Recovery from cumulative trauma is incremental. Therefore, when a well-coordinated effort between medical treatment and return to work exists, the transitional duty options can become more flexible as the injured worker recovers. This coordination of transitional duty minimizes lost work days and maximizes the employee's continuation of employment.
Set the Expectation with Communication
The physician clearly has an important role in the effectiveness of the return-to- work process after a cumulative trauma injury is reported. Selecting an appropriate medical professional and then making sure the physician has accurate information about the transitional work are two important details often overlooked.

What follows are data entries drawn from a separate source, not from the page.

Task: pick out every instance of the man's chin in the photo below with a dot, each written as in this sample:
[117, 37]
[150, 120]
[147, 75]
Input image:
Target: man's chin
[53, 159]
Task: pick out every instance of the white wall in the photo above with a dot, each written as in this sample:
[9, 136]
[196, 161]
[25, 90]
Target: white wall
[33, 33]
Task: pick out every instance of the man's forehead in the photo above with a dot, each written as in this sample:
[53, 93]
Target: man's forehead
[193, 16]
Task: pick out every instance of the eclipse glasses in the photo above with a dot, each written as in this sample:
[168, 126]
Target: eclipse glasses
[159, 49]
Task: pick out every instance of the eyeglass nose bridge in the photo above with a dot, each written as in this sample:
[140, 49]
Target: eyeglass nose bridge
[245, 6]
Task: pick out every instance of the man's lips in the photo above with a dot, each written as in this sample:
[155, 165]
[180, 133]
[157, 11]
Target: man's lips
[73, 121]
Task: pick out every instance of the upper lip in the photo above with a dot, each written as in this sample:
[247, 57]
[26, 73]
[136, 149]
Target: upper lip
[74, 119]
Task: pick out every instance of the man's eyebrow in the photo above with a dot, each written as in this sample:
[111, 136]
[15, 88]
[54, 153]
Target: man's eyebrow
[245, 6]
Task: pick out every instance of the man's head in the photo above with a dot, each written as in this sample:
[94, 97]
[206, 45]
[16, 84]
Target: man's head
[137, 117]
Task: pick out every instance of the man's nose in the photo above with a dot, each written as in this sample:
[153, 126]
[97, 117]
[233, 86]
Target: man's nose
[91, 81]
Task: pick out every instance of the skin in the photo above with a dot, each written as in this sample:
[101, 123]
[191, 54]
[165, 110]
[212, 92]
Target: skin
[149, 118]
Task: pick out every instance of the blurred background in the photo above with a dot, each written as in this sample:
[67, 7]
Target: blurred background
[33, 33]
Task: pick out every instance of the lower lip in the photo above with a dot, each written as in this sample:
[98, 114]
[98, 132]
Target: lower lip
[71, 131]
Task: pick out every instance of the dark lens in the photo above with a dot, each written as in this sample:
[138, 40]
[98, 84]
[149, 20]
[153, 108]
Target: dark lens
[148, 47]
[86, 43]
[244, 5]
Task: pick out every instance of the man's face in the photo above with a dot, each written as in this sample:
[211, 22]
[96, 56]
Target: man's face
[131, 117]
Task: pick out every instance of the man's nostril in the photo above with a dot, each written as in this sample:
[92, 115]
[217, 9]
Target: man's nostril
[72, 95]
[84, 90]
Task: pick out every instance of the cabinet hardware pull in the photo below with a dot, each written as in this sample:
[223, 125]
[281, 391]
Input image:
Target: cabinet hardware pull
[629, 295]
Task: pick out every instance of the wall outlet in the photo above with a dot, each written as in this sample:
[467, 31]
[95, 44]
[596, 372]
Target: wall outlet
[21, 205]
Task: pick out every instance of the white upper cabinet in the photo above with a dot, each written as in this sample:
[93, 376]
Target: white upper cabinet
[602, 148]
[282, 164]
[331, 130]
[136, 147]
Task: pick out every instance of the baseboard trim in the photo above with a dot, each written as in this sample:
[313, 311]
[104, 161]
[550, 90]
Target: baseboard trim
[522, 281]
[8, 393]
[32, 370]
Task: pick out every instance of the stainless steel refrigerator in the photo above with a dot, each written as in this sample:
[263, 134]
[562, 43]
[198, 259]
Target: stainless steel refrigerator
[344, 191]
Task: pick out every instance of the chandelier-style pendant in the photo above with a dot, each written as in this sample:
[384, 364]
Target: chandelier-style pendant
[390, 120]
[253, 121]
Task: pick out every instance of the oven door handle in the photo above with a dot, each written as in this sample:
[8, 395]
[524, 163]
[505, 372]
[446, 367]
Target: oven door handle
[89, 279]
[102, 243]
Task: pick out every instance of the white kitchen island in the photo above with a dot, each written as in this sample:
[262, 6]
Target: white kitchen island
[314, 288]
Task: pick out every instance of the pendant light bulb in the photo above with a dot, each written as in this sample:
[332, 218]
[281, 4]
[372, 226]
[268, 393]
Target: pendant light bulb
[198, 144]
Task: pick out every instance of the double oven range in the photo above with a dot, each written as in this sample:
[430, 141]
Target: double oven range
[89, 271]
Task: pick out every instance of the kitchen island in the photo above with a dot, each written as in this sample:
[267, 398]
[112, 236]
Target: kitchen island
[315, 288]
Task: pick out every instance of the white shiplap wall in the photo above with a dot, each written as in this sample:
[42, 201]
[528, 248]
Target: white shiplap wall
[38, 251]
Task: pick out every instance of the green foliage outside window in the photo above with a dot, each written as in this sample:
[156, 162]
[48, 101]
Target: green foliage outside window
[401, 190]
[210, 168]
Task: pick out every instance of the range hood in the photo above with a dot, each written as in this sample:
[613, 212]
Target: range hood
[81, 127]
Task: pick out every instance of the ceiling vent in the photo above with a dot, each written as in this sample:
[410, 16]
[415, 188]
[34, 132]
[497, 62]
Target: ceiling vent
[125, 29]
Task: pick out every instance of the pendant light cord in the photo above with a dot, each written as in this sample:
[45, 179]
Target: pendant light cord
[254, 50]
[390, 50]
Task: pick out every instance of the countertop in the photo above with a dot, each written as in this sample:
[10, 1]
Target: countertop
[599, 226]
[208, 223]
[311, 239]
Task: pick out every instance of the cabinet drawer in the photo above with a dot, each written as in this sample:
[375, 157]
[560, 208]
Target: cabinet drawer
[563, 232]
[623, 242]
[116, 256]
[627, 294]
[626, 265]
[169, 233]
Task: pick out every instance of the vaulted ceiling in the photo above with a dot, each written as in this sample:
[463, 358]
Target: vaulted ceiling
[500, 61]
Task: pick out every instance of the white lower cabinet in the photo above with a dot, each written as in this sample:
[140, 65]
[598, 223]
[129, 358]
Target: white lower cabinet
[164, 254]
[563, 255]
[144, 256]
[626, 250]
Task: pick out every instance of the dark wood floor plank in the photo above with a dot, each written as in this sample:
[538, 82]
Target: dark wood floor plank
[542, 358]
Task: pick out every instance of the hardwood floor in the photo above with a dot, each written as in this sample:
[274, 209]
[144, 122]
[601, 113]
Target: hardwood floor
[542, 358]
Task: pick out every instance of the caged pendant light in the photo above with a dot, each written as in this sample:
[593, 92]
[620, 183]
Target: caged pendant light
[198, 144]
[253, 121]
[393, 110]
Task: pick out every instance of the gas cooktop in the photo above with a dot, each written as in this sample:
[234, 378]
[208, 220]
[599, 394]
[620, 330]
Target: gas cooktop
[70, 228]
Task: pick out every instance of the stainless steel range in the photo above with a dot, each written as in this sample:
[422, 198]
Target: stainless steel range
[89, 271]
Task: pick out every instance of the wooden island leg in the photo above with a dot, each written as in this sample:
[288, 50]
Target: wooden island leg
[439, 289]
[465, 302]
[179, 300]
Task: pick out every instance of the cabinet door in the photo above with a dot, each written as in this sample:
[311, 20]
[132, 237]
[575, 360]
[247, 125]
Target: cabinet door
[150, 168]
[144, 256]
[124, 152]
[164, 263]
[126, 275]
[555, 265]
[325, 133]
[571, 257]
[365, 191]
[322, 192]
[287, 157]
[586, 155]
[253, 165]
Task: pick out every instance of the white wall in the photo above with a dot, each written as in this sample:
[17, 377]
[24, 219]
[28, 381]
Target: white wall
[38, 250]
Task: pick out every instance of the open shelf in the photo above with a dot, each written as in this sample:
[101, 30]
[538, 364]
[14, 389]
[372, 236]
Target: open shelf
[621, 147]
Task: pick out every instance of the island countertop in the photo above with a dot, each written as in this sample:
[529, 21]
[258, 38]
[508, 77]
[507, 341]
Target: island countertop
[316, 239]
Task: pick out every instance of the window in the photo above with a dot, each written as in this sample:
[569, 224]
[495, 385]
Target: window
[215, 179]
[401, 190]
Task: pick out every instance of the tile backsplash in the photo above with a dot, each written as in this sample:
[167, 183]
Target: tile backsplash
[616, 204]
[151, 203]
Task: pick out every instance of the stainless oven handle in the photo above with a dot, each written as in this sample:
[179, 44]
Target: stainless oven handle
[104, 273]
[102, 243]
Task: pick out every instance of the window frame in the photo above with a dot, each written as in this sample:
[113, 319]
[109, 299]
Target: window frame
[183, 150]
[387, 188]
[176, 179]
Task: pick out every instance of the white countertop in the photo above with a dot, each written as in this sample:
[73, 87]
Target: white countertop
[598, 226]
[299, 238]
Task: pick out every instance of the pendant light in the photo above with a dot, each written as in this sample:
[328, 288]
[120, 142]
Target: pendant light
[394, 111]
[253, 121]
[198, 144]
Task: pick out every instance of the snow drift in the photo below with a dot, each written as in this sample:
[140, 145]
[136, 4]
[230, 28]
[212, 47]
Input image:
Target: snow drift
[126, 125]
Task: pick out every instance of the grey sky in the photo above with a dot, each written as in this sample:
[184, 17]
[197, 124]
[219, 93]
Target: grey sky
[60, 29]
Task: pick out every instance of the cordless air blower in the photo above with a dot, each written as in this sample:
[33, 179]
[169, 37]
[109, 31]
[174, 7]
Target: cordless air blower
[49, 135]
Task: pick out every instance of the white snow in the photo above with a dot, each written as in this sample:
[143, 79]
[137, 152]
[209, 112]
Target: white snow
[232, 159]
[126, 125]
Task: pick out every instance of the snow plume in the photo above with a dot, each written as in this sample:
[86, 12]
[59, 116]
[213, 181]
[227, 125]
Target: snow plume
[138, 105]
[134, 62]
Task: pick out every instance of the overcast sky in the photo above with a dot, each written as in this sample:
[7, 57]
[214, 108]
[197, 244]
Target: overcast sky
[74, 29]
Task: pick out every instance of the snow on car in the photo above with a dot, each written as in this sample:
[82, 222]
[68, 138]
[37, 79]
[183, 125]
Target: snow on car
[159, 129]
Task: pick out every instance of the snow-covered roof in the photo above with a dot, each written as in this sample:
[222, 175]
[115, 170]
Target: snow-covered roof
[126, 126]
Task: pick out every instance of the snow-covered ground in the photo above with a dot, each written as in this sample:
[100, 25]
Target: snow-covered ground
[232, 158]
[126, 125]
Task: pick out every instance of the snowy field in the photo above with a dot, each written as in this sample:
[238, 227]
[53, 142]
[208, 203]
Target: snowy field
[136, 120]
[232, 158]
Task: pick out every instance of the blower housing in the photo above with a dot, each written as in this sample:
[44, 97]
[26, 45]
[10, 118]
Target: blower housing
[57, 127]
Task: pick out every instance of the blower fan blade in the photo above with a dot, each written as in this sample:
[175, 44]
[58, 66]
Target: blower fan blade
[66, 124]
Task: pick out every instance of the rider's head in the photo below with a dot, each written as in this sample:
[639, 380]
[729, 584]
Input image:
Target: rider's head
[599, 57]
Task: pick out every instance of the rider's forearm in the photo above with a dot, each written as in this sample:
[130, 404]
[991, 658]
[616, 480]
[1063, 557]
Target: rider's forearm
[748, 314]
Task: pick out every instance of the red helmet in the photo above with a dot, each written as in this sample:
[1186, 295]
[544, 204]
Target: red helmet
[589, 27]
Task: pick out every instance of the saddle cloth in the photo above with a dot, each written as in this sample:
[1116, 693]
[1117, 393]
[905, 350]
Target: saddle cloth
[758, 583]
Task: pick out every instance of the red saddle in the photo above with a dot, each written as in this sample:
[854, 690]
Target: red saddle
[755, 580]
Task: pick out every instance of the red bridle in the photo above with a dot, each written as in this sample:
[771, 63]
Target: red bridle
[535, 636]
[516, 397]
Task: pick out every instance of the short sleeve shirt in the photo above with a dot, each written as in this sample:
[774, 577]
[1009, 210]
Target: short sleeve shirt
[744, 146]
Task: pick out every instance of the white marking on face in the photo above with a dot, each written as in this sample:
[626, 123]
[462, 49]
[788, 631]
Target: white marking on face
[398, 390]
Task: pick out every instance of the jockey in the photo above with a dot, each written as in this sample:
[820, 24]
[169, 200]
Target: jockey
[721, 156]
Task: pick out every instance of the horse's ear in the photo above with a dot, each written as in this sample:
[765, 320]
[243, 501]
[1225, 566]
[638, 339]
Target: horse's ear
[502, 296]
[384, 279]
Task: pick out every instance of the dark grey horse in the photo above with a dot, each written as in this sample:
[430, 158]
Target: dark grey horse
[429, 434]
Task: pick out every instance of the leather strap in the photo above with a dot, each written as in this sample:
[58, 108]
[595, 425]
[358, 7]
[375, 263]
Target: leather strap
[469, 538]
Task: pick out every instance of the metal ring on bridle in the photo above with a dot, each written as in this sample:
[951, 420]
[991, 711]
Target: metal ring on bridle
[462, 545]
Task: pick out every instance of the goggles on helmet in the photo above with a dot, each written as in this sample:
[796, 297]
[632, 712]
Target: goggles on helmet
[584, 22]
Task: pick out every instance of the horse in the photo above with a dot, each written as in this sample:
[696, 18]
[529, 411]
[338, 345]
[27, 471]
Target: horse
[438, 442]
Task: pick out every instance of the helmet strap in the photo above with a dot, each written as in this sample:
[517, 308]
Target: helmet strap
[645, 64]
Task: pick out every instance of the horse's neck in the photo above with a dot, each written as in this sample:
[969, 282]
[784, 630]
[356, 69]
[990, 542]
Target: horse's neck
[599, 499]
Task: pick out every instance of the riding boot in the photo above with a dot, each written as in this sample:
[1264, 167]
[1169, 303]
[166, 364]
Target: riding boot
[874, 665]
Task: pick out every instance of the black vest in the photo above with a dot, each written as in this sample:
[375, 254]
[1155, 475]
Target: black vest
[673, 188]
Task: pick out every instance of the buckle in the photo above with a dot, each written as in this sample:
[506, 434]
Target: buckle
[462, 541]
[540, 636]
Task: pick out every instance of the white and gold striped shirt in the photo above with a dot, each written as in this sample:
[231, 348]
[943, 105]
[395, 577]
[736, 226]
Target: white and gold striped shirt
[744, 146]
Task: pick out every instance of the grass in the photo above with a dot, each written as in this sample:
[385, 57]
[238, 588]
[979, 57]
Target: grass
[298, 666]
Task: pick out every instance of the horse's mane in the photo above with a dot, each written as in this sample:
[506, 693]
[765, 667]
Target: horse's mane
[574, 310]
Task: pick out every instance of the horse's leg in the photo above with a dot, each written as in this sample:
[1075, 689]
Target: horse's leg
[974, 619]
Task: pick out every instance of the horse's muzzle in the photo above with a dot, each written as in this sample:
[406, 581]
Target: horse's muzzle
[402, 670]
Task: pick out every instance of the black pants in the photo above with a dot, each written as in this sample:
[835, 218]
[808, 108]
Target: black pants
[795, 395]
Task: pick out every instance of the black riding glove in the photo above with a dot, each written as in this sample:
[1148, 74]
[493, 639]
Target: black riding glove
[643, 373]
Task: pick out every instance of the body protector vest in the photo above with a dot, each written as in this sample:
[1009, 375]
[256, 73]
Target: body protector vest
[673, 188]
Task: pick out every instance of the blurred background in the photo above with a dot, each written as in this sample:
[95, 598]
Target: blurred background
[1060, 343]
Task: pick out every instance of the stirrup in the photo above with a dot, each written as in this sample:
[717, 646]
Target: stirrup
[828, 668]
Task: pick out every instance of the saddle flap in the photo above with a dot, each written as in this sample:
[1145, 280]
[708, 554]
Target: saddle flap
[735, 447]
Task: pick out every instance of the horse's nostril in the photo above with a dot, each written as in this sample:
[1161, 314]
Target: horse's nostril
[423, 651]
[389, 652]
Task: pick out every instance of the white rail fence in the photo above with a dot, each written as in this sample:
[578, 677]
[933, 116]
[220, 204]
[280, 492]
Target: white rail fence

In a study conducted by the Integrated Benefits Institute, 90 percent of the more than 300 physicians surveyed said that if employers provided a list of jobs and their functional requirements, they would release the employee to appropriate work. The two resources the physicians requested most were direct input from employers on job descriptions and return-to-work options, and cooperation from the employer in the return-to-work process.
The importance of communication is not isolated to the interaction with the physician. Communication between the injured employee and his or her employer--and the employer's treatment of the employee--greatly affect the employee's return to work. Building a return-to-work environment begins with communicating to a healthy workforce the company's commitment to their well-being and the impact they have on the bottom line. By communicating the process and the employer's expectations before an injury or disability occurs, the employer should expect better return-to-work results should a cumulative trauma injury occur.
In addition to setting the stage before the injury occurs, communication once the medical and return-to-work process begins is critical. A 2001 survey of employees who lost time from work because of an injury or illness, conducted by the Gallup Organization, showed a strong correlation between employee satisfaction and return to work. Employees who felt satisfied with the disability process and with their employers' treatment of them while they were out of work came back to work in approximately half the time of their disenfranchised counterparts: 63 days compared to 125 days. Survey respondents who were contacted two or three times during their absence reported greater satisfaction with the disability process than those who were contacted only once. Although communication may take time, in the end it should reduce the pain of having the employee away from work.
Cumulative trauma is a cost driver for many employers. Lost productivity, high medical costs, and even costly litigation are real threats to the bottom line.
It is sometimes difficult for employers to focus on these "quiet costs" when they are bombarded with the larger, more evident issues that affect daily business. But in this challenging economic environment, employers cannot ignore the pain and impact of "one of the most significant occupational health problems in the United States," according to the National Institute for Occupational Safety and Health.
By identifying and mitigating stressors, it is possible to prevent or reduce the impact of cumulative trauma disorders in an organization. Early deployment of ergonomics, appropriate case management to facilitate recovery, a strong return-to-work program, and effective communication pay off in reduced residual disability and minimized lost time--and in more satisfied, more productive, and safer employees.